界面とは、「あるもの」と「別のもの」が接している、その境界を指します。
混じり合わない物質同士が接触している場合、そこには必ず界面があります。
「あるもの」が気体の場合は、その界面を特に表面といいます。
界面活性剤はこの界面に働きかける物質です。
界面活性剤の性質 その1 〈界面吸着能〉
水の上に油を浮かべた状態を見てみましょう。
水と油のように性質が違う物質は、そのままでは混ざり合いません。
水は、分子間力と水素結合の強い力で水分子同士くっついているのが安定した形です。
しかし、その界面付近の水分子は、接している他の物質の影響を受け、また仲間の水分子が少なくなるため安定した分子間力が得られずエネルギー的に不利になってしまいます。
そこで表面の面積を減らすために出来る限り小さくなろうとする力が働きます。これが界面張力です。接している相手が気体の場合は、これを表面張力といいます。
対して、油は分子間力の弱い力のみでくっついていますので、水ほど強い界面張力が発生しませんが、油にも界面張力が働いて小さくなろうとしています。

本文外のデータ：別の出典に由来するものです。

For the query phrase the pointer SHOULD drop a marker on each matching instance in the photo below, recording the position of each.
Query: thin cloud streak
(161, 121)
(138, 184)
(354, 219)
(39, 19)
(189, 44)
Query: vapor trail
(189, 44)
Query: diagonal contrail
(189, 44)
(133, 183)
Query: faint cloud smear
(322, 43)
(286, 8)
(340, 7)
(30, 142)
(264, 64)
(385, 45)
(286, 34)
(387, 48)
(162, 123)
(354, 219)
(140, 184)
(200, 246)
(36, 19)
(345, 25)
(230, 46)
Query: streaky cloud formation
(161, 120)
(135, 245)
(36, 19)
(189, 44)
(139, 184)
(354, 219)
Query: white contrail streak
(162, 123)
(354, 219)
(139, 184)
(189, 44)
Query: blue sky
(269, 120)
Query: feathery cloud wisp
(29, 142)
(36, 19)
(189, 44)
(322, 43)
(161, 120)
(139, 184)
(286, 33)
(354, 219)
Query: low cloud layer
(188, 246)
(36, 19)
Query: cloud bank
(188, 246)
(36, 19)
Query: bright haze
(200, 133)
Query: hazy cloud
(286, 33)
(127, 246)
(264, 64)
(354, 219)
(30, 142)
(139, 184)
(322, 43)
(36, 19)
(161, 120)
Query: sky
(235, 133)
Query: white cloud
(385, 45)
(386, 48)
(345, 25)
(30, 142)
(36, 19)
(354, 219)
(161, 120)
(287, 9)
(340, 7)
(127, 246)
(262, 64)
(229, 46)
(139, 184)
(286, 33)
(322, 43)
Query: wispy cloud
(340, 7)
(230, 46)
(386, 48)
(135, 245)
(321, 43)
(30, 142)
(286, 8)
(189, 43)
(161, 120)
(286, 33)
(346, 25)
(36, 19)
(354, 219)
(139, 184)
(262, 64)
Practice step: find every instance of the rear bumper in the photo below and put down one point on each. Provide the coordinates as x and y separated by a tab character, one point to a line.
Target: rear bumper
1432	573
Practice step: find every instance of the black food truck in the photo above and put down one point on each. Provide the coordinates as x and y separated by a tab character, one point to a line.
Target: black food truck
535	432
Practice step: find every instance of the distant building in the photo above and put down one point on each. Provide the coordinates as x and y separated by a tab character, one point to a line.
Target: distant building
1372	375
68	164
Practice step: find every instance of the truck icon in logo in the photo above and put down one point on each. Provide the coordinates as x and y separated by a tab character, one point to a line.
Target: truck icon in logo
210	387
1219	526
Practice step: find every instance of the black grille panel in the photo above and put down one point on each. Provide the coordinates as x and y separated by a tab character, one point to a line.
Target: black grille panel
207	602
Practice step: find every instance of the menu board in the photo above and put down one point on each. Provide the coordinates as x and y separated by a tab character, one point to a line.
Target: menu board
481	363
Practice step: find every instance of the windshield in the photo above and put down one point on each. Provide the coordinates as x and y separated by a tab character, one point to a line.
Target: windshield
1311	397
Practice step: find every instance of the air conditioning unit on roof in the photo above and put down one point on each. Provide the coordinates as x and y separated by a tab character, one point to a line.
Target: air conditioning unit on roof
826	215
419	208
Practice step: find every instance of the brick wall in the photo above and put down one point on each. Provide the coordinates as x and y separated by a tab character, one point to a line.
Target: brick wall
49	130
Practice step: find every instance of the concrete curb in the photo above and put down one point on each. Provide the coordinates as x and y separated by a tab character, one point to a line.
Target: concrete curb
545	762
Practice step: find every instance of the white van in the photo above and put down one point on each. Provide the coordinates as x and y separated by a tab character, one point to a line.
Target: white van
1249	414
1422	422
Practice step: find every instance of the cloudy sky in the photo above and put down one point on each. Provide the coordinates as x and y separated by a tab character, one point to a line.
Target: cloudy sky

ここで、この水に界面活性剤を加えると、エネルギーが緊張状態にある水の界面に界面活性剤が好んで吸着します(界面吸着能)。そうすると、水の界面はエネルギー的に落ち着くことで高エネルギーの緊張状態から解放され、界面張力が低下します。
この水の表面には、水となじみの悪い親油基の部分が飛び出て並んでいますよね。
この親油基は接している油に対して、なじみが良いため油の界面に好んで吸着していきます。
油の方も界面張力が弱くなったほうが安定しますので、界面活性剤の親油基をどんどん受け入れていきます。そうすると油は親水基で取り囲まれた形になり、なじみの悪かった水とつなぎ留められ、安定して水の中に取り込まれることになるのです。
これが、界面活性剤が界面に吸着していく仕組みです。